Tuvieron que formar una larga línea para penetrar en el estrecho pasadizo formado por las rocas.
Pero apenas se ensanchó éste, echaron pie a tierra y contemplaron los efectos de la explosión.
El sol empezaba a asomarse por el horizonte y sus primeros rayos iluminaron débilmente la escena.
Los carros eran un amasijo de hierros retorcidos y maderos carbonizados mientras las culatas y los cañones de los rifles estaban desperdigados en un radio de cincuenta yardas.
—¡Maldita sea! —escupió Yale rabioso—. Todo está destruido.
Sergio reclamó la atención de todos al gritar:
—¡Es Warren! ¡Está aquí, atado!
Corrieron hacia el guardián, a quien rodearon, impacientes por conocer su versión de los hechos.
—No sé nada. Estaba ahí sentado cuando alguien saltó detrás de mí y me apretó el cuello hasta casi estrangularme. Debí perder el conocimiento por la falta de aire...
—¿No le pudiste ver la cara? —le interrogó Yale.
Boofy, George y otros dos hombres acababan de soltar a Loman.
—A mí me golpearon en la cabeza cuando dormía, Yale —le explicó al capataz—. Era el turno de Warren y acababa de acostarme para dormir un rato.

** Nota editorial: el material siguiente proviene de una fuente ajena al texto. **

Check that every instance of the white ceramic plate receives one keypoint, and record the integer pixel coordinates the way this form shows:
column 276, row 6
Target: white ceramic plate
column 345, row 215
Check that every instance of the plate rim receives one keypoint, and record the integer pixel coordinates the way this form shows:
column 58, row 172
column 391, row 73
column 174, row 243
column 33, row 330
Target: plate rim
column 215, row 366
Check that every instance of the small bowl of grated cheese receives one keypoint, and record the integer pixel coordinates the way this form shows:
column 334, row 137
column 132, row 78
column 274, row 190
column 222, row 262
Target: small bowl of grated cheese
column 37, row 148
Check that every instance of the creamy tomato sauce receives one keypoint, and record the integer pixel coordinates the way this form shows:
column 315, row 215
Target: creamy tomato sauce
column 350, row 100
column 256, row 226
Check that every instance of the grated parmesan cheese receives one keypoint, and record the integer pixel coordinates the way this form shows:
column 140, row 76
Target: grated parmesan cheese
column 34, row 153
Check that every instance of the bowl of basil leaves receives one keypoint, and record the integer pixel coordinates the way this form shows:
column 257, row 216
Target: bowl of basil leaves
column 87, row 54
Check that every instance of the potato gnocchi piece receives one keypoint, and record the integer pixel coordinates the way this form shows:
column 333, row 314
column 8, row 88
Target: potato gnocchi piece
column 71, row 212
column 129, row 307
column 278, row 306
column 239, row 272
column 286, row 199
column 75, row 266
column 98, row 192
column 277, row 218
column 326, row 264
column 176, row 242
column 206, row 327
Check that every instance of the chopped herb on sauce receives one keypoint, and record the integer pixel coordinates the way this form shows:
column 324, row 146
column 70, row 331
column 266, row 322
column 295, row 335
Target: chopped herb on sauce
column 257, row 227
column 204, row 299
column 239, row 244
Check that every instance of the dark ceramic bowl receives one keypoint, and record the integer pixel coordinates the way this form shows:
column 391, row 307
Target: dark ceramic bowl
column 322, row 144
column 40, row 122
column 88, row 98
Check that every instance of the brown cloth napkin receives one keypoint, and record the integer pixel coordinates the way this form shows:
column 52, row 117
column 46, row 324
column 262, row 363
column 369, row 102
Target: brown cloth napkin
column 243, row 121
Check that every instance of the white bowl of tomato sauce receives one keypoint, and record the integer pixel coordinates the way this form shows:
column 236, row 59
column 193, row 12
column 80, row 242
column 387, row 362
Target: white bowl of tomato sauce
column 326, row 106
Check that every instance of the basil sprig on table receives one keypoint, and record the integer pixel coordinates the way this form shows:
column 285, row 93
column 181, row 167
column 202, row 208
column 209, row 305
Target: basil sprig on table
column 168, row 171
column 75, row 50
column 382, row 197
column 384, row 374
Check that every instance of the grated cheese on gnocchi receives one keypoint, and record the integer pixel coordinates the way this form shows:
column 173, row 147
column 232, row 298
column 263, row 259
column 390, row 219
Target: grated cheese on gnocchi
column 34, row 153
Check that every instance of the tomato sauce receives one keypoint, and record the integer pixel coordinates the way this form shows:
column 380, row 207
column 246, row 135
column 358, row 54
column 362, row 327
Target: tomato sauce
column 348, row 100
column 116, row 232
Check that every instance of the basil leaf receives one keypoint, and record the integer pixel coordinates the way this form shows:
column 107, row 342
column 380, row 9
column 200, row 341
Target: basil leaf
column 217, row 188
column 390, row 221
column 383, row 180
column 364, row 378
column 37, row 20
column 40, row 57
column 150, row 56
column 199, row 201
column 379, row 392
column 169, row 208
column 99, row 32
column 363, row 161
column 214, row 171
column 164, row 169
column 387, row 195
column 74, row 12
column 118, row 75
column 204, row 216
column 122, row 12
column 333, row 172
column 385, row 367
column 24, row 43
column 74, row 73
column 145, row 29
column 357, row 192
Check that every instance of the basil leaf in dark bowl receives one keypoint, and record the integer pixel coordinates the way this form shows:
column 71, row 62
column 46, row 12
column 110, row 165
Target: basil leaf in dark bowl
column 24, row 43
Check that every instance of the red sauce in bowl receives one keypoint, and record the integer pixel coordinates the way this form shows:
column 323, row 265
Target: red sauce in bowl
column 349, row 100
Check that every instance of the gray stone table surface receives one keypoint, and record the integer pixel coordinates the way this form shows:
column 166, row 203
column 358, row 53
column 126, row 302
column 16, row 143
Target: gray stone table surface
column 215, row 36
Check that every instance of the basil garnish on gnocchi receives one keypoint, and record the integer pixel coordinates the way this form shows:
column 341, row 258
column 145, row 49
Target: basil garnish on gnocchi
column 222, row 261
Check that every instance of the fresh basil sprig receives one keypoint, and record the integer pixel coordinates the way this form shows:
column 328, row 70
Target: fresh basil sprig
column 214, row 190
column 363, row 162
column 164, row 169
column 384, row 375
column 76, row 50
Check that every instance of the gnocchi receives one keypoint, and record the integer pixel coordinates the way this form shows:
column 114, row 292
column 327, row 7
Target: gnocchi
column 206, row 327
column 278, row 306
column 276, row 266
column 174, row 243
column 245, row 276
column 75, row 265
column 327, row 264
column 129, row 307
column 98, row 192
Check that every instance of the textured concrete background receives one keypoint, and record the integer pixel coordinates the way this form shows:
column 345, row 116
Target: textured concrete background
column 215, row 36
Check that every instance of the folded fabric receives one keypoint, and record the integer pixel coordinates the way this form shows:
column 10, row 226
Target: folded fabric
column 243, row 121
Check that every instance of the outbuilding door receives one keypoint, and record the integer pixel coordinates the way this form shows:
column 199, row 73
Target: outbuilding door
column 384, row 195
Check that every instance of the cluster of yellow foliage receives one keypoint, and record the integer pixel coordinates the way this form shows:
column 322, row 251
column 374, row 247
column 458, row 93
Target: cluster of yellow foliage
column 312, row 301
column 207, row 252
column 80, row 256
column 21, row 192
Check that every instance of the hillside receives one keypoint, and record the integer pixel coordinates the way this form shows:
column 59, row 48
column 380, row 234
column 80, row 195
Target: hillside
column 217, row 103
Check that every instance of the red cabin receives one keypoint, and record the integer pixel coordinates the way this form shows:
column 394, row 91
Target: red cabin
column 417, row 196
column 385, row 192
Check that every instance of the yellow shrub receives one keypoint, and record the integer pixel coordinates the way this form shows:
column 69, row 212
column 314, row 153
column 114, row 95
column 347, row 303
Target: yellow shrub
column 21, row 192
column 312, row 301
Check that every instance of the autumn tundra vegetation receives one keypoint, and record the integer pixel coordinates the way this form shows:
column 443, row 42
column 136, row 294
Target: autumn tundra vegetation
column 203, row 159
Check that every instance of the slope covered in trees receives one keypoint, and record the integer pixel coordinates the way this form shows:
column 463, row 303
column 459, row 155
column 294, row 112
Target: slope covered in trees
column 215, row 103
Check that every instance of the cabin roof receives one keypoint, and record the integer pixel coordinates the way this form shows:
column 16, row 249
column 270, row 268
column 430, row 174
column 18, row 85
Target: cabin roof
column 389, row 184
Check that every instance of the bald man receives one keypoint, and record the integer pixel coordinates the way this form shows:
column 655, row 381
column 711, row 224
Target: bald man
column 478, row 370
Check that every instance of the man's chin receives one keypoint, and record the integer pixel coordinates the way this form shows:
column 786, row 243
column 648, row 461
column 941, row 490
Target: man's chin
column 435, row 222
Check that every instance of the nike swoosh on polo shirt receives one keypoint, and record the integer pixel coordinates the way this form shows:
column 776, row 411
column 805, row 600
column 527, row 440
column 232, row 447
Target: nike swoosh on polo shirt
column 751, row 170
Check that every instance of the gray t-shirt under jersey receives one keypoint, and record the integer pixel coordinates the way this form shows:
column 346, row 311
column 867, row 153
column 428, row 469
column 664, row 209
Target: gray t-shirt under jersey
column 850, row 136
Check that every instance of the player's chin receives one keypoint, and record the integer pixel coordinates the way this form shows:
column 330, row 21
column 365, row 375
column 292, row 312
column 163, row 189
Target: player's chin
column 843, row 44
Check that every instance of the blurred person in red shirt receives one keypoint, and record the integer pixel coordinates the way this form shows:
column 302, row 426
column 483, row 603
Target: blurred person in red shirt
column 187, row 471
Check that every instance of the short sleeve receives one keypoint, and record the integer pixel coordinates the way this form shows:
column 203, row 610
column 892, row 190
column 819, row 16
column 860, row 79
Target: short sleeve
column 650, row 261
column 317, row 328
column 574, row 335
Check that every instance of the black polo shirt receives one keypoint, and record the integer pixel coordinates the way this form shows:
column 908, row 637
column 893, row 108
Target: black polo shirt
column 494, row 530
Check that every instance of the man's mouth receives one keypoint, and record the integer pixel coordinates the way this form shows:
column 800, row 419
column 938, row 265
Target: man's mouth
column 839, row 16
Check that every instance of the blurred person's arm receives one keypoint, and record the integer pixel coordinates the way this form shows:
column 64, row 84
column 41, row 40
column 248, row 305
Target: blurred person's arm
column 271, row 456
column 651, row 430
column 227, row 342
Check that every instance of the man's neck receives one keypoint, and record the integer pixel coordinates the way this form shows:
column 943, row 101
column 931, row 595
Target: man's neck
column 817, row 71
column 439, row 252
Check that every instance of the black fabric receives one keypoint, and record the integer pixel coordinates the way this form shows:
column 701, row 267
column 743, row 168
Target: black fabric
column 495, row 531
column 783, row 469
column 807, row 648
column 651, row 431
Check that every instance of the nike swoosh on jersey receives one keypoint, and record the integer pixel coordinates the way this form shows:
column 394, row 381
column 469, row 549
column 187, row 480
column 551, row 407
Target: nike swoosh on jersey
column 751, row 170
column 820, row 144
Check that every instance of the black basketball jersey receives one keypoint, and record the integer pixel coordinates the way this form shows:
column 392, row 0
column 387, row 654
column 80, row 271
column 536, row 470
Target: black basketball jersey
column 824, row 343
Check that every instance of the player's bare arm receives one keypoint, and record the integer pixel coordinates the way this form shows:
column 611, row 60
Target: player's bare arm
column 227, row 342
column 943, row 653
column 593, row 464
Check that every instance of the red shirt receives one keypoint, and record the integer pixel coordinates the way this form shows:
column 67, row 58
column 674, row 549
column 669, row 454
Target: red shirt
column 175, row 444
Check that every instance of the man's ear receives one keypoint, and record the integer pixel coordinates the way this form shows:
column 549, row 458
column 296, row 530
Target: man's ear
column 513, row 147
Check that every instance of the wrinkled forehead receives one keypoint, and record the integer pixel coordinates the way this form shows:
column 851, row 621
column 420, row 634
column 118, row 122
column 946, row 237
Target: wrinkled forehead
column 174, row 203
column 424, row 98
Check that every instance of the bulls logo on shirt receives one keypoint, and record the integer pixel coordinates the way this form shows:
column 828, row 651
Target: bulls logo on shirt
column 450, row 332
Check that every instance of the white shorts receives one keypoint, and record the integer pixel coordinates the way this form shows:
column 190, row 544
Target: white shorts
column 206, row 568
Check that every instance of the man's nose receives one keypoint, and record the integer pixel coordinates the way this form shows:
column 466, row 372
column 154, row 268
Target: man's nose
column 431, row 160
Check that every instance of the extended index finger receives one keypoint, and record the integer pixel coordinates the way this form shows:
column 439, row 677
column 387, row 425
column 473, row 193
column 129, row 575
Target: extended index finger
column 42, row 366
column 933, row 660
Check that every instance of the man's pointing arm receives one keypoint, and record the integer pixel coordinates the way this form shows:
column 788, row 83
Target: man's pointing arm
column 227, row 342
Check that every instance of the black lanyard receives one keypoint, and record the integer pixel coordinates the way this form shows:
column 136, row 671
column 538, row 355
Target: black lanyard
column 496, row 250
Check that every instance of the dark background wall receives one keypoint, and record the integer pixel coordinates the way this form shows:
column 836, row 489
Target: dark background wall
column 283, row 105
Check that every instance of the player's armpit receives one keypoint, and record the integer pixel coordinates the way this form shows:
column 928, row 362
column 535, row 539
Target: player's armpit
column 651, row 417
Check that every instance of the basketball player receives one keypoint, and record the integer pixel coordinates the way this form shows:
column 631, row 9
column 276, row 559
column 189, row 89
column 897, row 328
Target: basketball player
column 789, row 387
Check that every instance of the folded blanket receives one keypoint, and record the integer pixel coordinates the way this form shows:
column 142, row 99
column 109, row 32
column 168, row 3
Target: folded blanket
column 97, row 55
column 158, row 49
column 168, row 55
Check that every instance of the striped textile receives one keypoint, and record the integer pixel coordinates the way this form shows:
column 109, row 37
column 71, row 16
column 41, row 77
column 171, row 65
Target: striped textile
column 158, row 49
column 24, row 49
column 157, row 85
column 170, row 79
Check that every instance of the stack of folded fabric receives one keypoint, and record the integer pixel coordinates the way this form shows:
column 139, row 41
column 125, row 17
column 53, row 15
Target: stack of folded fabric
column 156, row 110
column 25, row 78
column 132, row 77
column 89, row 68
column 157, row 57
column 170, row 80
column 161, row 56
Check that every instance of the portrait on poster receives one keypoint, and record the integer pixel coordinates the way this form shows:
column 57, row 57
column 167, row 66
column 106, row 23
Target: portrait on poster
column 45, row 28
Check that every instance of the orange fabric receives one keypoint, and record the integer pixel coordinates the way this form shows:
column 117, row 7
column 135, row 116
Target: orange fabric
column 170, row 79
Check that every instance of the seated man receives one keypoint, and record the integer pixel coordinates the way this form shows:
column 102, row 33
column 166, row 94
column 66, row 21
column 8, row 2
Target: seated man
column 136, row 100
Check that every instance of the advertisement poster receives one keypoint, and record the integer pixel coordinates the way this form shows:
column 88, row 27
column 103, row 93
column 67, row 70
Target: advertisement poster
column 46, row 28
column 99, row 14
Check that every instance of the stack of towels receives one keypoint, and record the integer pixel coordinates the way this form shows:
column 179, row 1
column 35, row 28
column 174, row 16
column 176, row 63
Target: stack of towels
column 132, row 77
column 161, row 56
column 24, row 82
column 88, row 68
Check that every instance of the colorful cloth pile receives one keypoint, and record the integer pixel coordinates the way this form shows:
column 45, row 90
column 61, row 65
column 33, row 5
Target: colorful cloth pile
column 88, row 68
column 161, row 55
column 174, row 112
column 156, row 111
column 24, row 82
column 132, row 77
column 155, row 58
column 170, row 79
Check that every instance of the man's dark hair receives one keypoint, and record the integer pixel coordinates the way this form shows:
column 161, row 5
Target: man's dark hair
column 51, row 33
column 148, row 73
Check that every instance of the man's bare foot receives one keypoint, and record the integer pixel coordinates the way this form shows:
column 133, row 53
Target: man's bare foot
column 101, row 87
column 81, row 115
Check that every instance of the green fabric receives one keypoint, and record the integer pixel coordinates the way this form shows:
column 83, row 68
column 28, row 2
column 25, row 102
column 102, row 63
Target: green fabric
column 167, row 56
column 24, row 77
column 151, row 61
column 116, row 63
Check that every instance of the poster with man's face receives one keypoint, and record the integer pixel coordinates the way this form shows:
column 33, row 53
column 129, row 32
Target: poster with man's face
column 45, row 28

—¡Estúpidos! —bramó el capataz—. Os dejasteis sorprender como dos novatos y mirad lo que ha ocurrido por vuestra culpa. ¡El señor Maxwell se ocupará de vosotros!
Había un gesto de irá en todos los rostros y más de uno cerraba con nerviosismo los dedos sobre sus armas, como si tuviera delante al autor de la explosión.
—Será mejor que regresemos —decidió Yale—. Aquí ya no tenemos nada que hacer.
—¿Quién pudo venir hasta aquí para volar los carros? ¿Tú qué crees, Boofy? —preguntó Edward al pistolero, fingiendo ignorancia.
—No lo sé, Simpson. Pero el día que lo sepa te juro que voy a arrancarle la piel a tiras; después le llenaré la boca de pólvora y le daré a chupar una cerilla encendida.
Empezaban a retirarse, enfurecidos y cabizbajos, cuando Loman se detuvo ante un peñasco.
—¡Eh, mirad esto! ¡Una herradura!
La palabra recorrió al grupo de pistoleros como un latigazo.
—¡Una herradura!
—El emblema de Ringo Macías —señaló en voz alta Chipp—. ¡Hijos de perra!
—¡Ellos han sido! —gritó el mestizo—. Hay que darles una lección.
—¡Vayamos a La Herradura! —propuso Warren a sus compañeros—. Tenemos que hacer una visita a ese antro de cobardes.
De nuevo se movieron todos con excitación, dominados por un salvaje deseo de venganza, impacientes por enfrentarse a sus odiados enemigos.
—¡Un momento, muchachos! Será mejor saber lo que el señor Maxwell opina de todo esto —trató de detenerlos el capataz.
Fue inútil. Todos ardían de indignación y Yale sólo pudo unirse al grupo que ya galopaba, como una legión de diablos enfurecidos, en dirección a Bancerville.
«¡Perfecto! Todo está saliendo como lo había planeado. ¡Ojalá se destruyan entre ellos!», pensó el rural mientras galopaba junto a los hombres de Forman Maxwell.